Verse 19.—“But my God shall supply all your need according to His riches in glory by Christ Jesus.” What a promise. The very arrangement of the words is precious. Our need and His riches are strung together, looped as if by two bands. Then see the beginning and end of the verse—“My God”—“Christ Jesus.” Just think of that word—“My God.” Paul was in prison, yet he knew God as his God. The very trials he was passing through made him prove, and enjoy God in a way he could not have otherwise done. He was not a novice in the knowledge of God. He knew Him well, and had known Him long. “Peace with God” he had known for long: “the peace of God” was also his portion, and he knew the presence of “the God of peace” as consciously with Kim. From that height of enjoyment of God he says to others—“My God.” There is a personality about it too, as if He would have each one of His people thus appropriate Him. He loves to be so used. To give is His delight. The sun in the heavens is ever pouring out its fulness of warmth and light, and yet it is not exhausted. So God is ever giving: it is His very nature to give. He says “It is more blessed to give than to receive,” and He takes the more blessed peace as a bountiful giver. “Shall supply all your need.” He does not say all your known need, for we do not know half of our need. Nor does He say all that you want, for we often desire things that are not good for us, and He withholds them from us! but “all your need” as He knows it and sees it.

“According to His riches in glory,” He looks at our need, but supplies it according to His riches. If you have a little need, He will put a great deal in. It seems to say—If you need six pounds, He will give you twenty. He gives in superabounding measure, and always in the very nick of time. “His riches in glory.” That is according to what He is, not according to what we need or deserve. By way of contrast to God’s way of giving, we read that when Paul and his companions left the island of Melita, the natives showed them kindness, and when they departed they loaded them with “such things are were necessary” or “as they needed “(Acts 28:10). They acted humanely and kindly, according to man’s way, but when God opens out His storehouse, He does it “according to His riches in glory.” Another thing He will do is to strengthen us “according to the riches of His glory.” Paul prays in Eph. 3:14-16— “That He would grant you according to the riches of His glory, to be strengthened with might by His Spirit in the inner man.” Glory and power are constantly conjoined in Scripture, and that He is able to do it verse 20 fully shows. “By Christ Jesus.” It is in Him and through Him that all God’s riches descend to us, and He gives in no other way. All God’s blessings come through Him, temporal and spiritual But for Christ, we would have been with the man who cried, “Send Lazarus that he may dip the tip of his finger in water and cool my tongue, for I am tormented” (Luke 16:24). Do you like to be indebted to God for everything? Do you enjoy all that you possess as coming to you “by Christ Jesus.” “Christ Jesus,” means Christ in resurrection. He not only earned it all for you by His death, but in resurrection He lives as the great Administrator. The tiniest gift or mercy comes direct from that Christ in glory, God’s agent, in whom all His fulness dwells for the filling of His wilderness people. Notice then the four chief points in this beautiful verse— three pronouns and one preposition: “My God”— “your need”—“His riches”—“by Christ Jesus.”

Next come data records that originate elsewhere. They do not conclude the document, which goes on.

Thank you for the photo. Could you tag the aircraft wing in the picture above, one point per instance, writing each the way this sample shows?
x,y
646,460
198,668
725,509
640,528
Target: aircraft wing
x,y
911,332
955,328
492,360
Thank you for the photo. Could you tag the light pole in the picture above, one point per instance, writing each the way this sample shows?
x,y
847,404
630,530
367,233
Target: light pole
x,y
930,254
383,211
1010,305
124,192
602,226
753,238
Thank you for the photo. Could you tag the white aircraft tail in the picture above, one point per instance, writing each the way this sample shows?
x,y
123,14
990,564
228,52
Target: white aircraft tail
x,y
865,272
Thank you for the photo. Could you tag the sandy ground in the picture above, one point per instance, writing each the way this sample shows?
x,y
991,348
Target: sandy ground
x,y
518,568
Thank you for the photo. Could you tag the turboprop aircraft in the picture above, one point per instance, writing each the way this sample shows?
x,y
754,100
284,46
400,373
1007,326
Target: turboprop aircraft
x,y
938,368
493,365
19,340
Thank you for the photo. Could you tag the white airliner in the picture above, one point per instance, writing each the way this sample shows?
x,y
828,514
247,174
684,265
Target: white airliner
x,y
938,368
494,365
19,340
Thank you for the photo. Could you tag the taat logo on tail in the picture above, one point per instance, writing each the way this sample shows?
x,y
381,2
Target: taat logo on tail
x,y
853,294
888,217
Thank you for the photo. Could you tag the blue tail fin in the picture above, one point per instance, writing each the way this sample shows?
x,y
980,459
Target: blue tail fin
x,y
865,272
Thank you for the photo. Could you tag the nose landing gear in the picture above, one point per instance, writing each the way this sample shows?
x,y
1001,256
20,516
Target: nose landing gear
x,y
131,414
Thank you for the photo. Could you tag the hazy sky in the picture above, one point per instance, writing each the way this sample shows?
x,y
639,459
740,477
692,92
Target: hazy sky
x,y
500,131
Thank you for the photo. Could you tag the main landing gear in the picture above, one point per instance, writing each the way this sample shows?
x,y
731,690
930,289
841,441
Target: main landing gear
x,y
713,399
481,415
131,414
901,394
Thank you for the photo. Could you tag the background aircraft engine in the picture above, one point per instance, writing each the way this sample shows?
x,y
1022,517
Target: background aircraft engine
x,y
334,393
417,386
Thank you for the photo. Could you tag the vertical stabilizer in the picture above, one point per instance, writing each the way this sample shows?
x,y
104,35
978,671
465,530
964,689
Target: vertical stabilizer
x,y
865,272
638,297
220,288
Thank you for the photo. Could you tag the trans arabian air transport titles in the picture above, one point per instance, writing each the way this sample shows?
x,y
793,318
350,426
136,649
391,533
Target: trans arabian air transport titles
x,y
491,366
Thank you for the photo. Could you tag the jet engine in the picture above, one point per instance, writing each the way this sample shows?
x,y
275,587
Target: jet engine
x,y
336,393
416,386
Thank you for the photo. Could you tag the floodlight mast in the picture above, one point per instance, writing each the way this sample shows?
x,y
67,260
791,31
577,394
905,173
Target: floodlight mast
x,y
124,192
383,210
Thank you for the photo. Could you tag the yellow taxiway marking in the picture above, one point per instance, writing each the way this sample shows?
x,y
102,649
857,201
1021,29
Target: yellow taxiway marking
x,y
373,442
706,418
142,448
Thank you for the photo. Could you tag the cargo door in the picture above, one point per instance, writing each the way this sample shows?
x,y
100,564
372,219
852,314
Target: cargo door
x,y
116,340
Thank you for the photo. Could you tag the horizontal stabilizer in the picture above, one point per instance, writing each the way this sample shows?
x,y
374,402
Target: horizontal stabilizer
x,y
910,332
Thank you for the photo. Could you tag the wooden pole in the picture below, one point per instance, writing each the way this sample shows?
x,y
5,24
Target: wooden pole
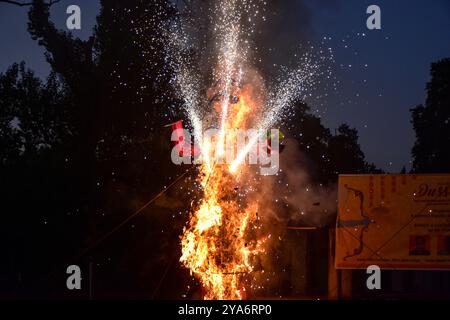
x,y
333,273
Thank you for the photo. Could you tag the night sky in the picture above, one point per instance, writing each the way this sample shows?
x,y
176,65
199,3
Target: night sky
x,y
382,73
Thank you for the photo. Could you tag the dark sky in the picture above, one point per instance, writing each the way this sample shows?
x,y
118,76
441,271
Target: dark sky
x,y
382,73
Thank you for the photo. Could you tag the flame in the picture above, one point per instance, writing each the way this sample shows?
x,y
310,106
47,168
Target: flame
x,y
219,242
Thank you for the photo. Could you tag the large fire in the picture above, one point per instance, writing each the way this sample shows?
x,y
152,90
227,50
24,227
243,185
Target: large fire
x,y
221,239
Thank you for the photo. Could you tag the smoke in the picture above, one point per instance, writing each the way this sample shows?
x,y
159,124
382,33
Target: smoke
x,y
292,197
311,203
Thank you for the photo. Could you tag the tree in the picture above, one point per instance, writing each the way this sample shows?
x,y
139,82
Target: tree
x,y
329,155
431,123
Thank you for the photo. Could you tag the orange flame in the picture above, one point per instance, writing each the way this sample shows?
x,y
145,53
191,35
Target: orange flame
x,y
219,243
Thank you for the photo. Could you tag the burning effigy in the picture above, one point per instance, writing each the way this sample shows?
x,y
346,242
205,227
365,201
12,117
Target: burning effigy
x,y
223,240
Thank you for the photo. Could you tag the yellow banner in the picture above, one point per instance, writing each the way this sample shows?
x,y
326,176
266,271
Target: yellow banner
x,y
393,221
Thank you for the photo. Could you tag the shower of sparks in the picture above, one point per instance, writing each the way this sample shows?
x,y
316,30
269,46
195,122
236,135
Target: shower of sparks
x,y
222,240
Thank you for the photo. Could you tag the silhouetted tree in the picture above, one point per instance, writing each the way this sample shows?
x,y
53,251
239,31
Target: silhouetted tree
x,y
329,155
431,123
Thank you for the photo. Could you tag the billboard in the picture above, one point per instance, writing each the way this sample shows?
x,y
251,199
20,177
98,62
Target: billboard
x,y
393,221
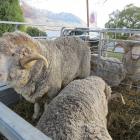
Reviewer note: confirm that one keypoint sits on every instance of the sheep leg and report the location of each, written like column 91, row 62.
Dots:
column 36, row 114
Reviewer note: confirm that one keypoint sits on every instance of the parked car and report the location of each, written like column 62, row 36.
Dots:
column 85, row 34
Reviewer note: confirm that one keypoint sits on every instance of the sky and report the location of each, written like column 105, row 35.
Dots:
column 78, row 7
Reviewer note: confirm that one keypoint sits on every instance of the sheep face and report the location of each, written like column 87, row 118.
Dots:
column 11, row 72
column 17, row 57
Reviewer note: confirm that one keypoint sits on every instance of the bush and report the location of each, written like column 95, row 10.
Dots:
column 32, row 31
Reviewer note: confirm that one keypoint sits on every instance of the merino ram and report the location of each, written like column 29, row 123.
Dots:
column 78, row 112
column 131, row 59
column 109, row 68
column 38, row 70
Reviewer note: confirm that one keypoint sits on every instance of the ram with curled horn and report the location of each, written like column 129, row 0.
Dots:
column 131, row 60
column 38, row 69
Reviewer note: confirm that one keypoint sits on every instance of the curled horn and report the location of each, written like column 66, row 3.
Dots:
column 24, row 61
column 117, row 95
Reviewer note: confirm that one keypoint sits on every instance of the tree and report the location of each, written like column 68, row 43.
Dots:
column 32, row 31
column 10, row 10
column 129, row 17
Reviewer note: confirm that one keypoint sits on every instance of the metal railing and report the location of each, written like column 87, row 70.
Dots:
column 13, row 127
column 12, row 131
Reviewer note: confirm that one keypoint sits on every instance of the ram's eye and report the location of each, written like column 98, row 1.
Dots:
column 13, row 54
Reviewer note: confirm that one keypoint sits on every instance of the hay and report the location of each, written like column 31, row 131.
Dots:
column 124, row 120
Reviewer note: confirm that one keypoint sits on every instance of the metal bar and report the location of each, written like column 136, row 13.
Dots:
column 14, row 127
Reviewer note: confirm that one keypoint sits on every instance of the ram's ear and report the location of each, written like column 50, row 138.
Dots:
column 32, row 57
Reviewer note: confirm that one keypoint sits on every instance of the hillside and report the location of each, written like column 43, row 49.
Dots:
column 34, row 15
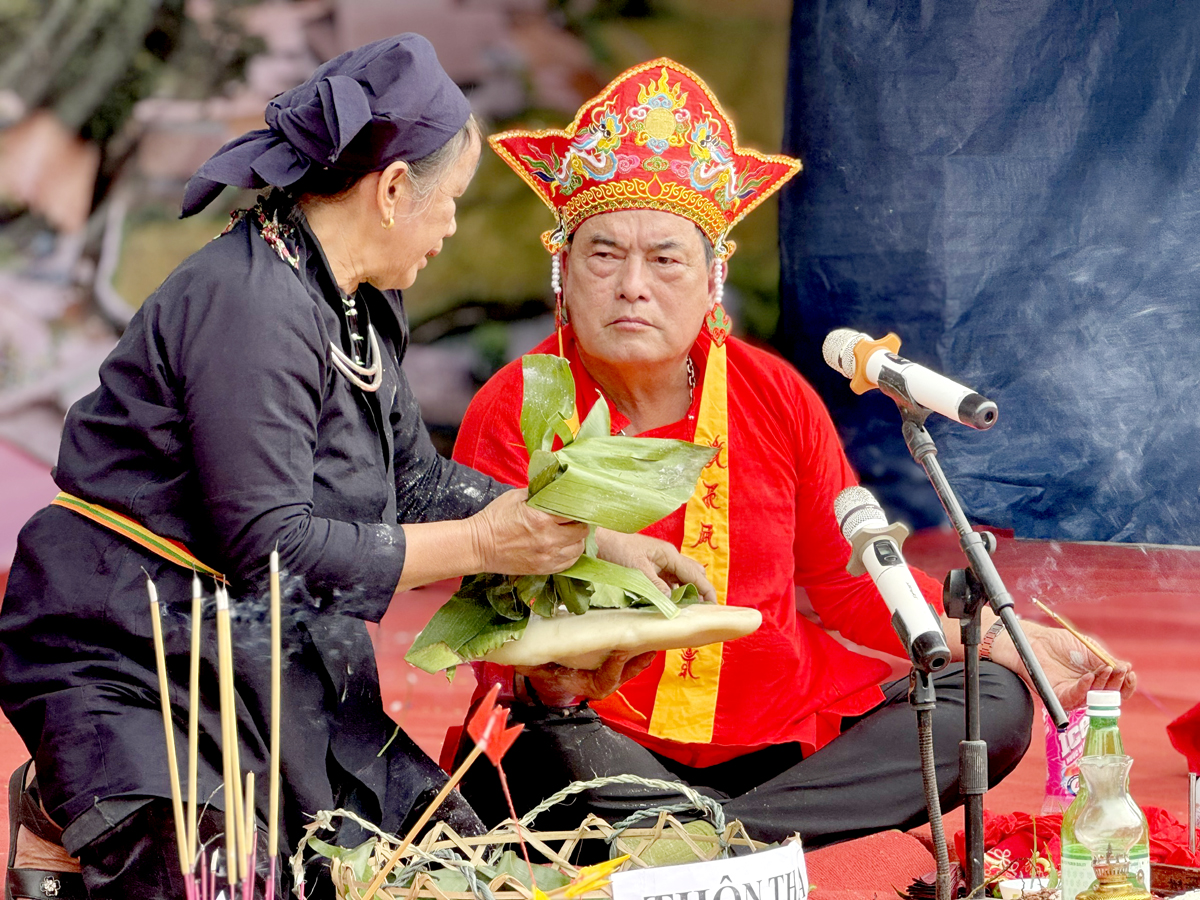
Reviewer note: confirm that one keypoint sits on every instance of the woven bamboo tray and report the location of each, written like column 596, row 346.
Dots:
column 557, row 849
column 442, row 847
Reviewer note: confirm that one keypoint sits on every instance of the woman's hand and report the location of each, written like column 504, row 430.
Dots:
column 562, row 687
column 511, row 538
column 1071, row 669
column 663, row 564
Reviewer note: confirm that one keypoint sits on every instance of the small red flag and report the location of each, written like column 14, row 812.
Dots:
column 486, row 727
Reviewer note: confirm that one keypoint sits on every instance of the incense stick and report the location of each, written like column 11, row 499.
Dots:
column 423, row 821
column 273, row 785
column 168, row 726
column 228, row 732
column 1079, row 635
column 247, row 882
column 193, row 721
column 235, row 750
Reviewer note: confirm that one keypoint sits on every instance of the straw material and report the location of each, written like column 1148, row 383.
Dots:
column 557, row 847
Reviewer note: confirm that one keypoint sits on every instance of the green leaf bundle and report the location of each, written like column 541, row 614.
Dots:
column 616, row 483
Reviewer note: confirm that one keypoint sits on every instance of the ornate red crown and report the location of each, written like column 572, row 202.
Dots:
column 654, row 138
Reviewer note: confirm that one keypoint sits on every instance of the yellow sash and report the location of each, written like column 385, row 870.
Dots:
column 126, row 527
column 685, row 702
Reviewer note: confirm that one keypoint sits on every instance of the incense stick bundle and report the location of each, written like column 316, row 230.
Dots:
column 168, row 726
column 193, row 721
column 1080, row 636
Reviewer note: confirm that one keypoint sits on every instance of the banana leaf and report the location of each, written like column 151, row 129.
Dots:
column 617, row 483
column 465, row 628
column 549, row 399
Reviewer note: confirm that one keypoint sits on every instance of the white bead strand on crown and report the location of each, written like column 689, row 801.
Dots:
column 556, row 285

“Why should I ever careful be,
Since such a God is mine;
He watches o’er me night and day,
And tells me ‘Mine is thine.’”

Verses 21-23.—“Salute everysaint in Christ Jesus.” All are dear to Him, and should be to us. It is Christ-like to care for, and to be interested in one another, to pray for and help our fellow-saints who are one with us in Christ, and with whom we are to spend a long eternity. This epistle is a needed balance to Ephesians, where the saints are seen “in Christ Jesus”: here Christ is seen in His saints. “Let this mind be in you which was also in Christ Jesus.” “He which hath begun a good work in you will perform it until the day of Jesus Christ.” This beautiful Epistle is like a bracing sea-breeze to the people of God, full of strength and encouragement, bracing us up to go onward in the fight and forward in the race, ever victorious and always triumphant through Christ Jesus.